Intelligent design could be taught in schools, in either religious or philosophical classes. It just can't logically be taught as a science

Anonymous said...

Well said. I'm with you right down the line. I've posted on it in the past. Intelligent Design is clearly a political and religious movement, not a scientific one. And although parents should have a say in schools, they should not be able to decide about the teaching of well documented theories.

Anonymous said...

Maddy- Well, controversy is needed sometimes.
I think this is a case of ideology masquerading as serious science.

Sweet Cheeks- Parents can teach what they like, it's the idea that a state funded education system should support such ideas.
It's a bit like state education systems teaching people that aliens come down and abduct people.

Moggs- That's kind of how I see it. I feel that if you attribute to god anything other than a first cause, you kind of devalue the concept.
One would have thought anyone TRULY religious would embrace the concept of evolution as showing the amazing power of the deity.

Mutley- 41 times, in fact. But the evidence suggests that actually, a rudiemtary eye, not one we can always see, existys in all Bilaterians. The reason we know that, is because the same gene produces eyes in all bilaterians, just different eyes. So it suggests all bilaterians have some form of light sensitive organ at the front somewhere.

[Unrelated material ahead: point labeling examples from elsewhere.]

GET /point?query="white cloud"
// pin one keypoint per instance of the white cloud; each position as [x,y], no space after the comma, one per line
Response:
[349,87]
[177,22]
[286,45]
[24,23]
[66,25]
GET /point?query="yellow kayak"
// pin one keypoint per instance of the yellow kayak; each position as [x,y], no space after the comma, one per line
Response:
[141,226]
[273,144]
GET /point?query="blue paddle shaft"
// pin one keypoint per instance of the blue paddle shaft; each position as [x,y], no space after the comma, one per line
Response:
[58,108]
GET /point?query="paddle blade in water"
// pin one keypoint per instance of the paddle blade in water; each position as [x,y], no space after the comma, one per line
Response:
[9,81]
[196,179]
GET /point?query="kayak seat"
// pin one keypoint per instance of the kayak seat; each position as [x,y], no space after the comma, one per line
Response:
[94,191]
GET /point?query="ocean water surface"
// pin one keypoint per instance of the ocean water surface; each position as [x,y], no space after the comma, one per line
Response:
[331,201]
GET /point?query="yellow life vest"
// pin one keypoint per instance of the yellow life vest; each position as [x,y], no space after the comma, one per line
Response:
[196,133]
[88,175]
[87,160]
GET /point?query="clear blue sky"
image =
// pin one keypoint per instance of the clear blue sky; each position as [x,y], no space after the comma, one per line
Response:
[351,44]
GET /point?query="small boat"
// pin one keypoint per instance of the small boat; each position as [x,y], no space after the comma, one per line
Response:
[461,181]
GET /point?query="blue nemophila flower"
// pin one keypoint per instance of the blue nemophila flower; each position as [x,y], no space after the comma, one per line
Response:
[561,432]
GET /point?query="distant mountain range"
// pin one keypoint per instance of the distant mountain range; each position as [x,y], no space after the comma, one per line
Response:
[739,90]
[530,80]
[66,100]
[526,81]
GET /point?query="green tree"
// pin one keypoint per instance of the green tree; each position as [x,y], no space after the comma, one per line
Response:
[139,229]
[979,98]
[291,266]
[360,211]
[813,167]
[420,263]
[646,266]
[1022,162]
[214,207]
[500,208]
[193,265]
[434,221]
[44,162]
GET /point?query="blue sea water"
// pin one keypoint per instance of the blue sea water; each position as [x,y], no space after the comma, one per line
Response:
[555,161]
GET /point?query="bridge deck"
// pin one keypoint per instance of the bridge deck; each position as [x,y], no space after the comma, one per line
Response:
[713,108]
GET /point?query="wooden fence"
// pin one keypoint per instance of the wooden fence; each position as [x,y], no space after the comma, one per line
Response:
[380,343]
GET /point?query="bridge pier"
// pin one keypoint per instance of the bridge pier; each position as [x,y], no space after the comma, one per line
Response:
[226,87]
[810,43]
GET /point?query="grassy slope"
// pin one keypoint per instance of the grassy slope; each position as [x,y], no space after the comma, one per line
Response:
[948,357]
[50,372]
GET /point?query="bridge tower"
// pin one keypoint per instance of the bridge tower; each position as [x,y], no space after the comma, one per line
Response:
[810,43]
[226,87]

Looking well? Not sure how you know that, but it depends on your point of view. By my standards, yes, but my standards probably aren't strictly healthy...
I'm down to nine and a half now...
But how do you know that?

Sue- I agree, but within limits. I'm Catholic myself, so I would incline to having my own children brought up in Catholic schools. Fortunately, Catholicism doesn't go to extreme lengths in pushing a divide between religion and known facts.

Children need to be taught fundamental laws of nature according to the best knowledge available. And intelligent design isn't it.

Charles- No, I agree. It's not science. It's not science, because it says that the answer isn't an explanation, it's a mystery.
And that can never be science.

Anonymous said...

'.....it's a mystery.
And that can never be science'

Heaven forbid. The only reason science moves forward to the next horizon, is exactly BECAUSE of the Mystery. It is at the very core of Science it seems to me. And not just me either.

As for alien abduction - I've Been abducted several times of late. It's just you were not there to see it. Obviously.

Interesting post Crushed.

Anonymous said...

I find it a complete absurdity the way we typically approach the teaching of children. Choosing which testimony to label truth and ram into their heads.

My child will have access to any and all testimonies and will be tought the difference between school learning and real learning and will be tought how to think for themselves.